We develop an evaluation process focusing on Stable Diffusion and three image editing methods, including DreamBooth, Textual Inversion, and SDEdit. We use a dataset in the real world containing a list of hateful meme variants (manually drawn by humans) and the corresponding targets. The evaluation process starts with automatically generating prompts to describe how the targets are presented in hateful meme variants within this dataset. Next, we apply three image editing methods on top of Stable Diffusion and feed the designed prompts to generate variants. Finally, we compare the quality of generated and original variants using multiple assessment metrics.

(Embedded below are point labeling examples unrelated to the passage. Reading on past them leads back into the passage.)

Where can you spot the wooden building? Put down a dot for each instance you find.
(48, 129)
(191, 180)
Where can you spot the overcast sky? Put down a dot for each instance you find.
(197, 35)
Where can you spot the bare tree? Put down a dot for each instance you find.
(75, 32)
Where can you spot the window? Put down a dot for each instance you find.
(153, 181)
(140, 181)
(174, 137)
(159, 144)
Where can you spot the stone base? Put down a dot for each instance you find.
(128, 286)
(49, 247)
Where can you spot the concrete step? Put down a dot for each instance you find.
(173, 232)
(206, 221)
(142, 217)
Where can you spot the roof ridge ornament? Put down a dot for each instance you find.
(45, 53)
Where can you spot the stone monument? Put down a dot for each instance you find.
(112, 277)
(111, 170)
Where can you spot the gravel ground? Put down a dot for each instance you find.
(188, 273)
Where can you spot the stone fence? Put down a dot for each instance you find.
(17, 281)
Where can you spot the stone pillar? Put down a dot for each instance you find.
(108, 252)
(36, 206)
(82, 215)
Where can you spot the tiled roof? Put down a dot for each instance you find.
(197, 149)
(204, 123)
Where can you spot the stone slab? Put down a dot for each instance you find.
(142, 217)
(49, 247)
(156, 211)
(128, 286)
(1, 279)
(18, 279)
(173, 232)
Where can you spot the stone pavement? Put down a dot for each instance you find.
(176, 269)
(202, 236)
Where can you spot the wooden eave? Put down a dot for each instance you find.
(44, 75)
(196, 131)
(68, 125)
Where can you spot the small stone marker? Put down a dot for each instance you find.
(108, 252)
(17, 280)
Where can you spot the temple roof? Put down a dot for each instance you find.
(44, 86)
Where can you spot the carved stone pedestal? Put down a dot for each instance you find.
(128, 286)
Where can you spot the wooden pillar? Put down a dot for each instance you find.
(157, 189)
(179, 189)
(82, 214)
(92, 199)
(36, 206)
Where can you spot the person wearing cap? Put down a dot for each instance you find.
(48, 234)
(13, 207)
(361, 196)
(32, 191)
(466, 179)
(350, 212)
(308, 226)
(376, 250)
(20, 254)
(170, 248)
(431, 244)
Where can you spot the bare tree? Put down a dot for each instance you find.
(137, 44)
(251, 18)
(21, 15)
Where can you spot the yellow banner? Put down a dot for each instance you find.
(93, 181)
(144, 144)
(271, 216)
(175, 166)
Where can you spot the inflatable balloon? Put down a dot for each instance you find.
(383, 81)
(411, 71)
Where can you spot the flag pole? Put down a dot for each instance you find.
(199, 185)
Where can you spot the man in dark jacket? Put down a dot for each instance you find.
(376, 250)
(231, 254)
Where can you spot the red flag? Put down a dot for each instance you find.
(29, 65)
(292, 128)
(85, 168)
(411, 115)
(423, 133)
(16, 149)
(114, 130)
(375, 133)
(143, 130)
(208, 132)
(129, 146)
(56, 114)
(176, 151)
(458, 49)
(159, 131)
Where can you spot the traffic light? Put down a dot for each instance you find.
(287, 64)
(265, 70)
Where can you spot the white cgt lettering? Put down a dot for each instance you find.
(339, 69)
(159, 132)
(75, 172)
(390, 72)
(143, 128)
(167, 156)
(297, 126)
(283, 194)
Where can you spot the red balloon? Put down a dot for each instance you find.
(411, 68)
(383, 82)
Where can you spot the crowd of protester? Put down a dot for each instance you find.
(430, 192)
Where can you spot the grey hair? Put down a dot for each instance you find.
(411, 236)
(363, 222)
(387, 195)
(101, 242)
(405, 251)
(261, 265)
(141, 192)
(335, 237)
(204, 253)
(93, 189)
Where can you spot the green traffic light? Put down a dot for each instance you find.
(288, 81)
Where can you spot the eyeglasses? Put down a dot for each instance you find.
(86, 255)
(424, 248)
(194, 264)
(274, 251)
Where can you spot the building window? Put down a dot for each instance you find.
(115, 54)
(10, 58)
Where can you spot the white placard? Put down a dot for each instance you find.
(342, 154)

Our research has found that 24% of hateful meme variants generated by Stable Diffusion are successful and could be used to attack the targets directly. Compared to real-world hateful meme variants, the generated ones, especially those with DreamBooth, have comparable image quality. This can be extremely concerning if malicious users launch a hate campaign online by producing many hateful meme variants.
Between the lines
The risk of Text-to-Image models in generating unsafe images should not be overlooked. Our research has found a significant likelihood of generating unsafe images, including sexually explicit, violent, disturbing, hateful, and political images. A particular concern is the automatic generation of hateful memes. It requires the user to input a piece of text into the model, reducing the cost compared to manually drawing. Considering the role of hateful memes in historical hate campaigns, we are concerned that current open-source Text-to-Image models might be exploited for the massive production of hateful memes and serve as a powerful weapon for orchestrated hate campaigns.
To mitigate the risk, model developers can make improvements from three aspects: 1) rigorously curating the training dataset of these models to minimize the proportion of unsafe images; 2) regulating user prompts and eliminating any unsafe keywords for models deployed online; and 3) training more accurate image safety detectors that report unsafe images, particularly hateful memes.